Gossamer Forum
Home : General : Internet Technologies :

charset encoding / search engines

Quote Reply
charset encoding / search engines
I have been using charset=shift_jis for encoding Japanese pages. This has worked well except for the fact some pages contain English language characters and they are displayed wrong. Google translates this page.

I was advised to change the coding to UTF-8 and this displays all characters correctly but is not translated by Google.

It should be noted that when saving the text in the mySQL database fields, it is often reverting to ascii (or another) code. Text inserted in the templates is unchanged.

This only applies to the Japanase pages, the other template sets on the website are displaying correctly with original GT charset.

Does anyone know if Google can read/display the UTF-8 encoded pages or if the search engine will not be able to crawl the text correctly.
Quote Reply
Re: [Alba] charset encoding / search engines In reply to
Google's servers run a stripped down version of Red Hat Linux.
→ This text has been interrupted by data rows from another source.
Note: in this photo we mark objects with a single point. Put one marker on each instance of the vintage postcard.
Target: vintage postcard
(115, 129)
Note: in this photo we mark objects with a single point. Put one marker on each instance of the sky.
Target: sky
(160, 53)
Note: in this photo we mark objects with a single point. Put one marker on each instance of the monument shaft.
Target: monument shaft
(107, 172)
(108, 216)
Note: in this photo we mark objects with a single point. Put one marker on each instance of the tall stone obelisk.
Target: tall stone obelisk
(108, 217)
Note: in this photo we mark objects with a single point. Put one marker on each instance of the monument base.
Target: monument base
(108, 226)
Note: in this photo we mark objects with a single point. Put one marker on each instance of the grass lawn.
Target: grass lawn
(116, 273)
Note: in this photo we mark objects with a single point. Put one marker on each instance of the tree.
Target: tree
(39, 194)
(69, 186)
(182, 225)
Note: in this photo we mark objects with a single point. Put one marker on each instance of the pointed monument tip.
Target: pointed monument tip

My guess is that they (and the Google-specific software) fully supports thousands of different encodings. Are you sending your pages with the proper charset?

Content-Type: text/<xml|html|something>; charset=UTF-8

I exclusively use Unicode encodings on my Webpages now and haven't had issues with bots.

Last edited by:

mkp: Mar 13, 2006, 7:31 PM
Quote Reply
Re: [mkp] charset encoding / search engines In reply to
Interesting, thanks.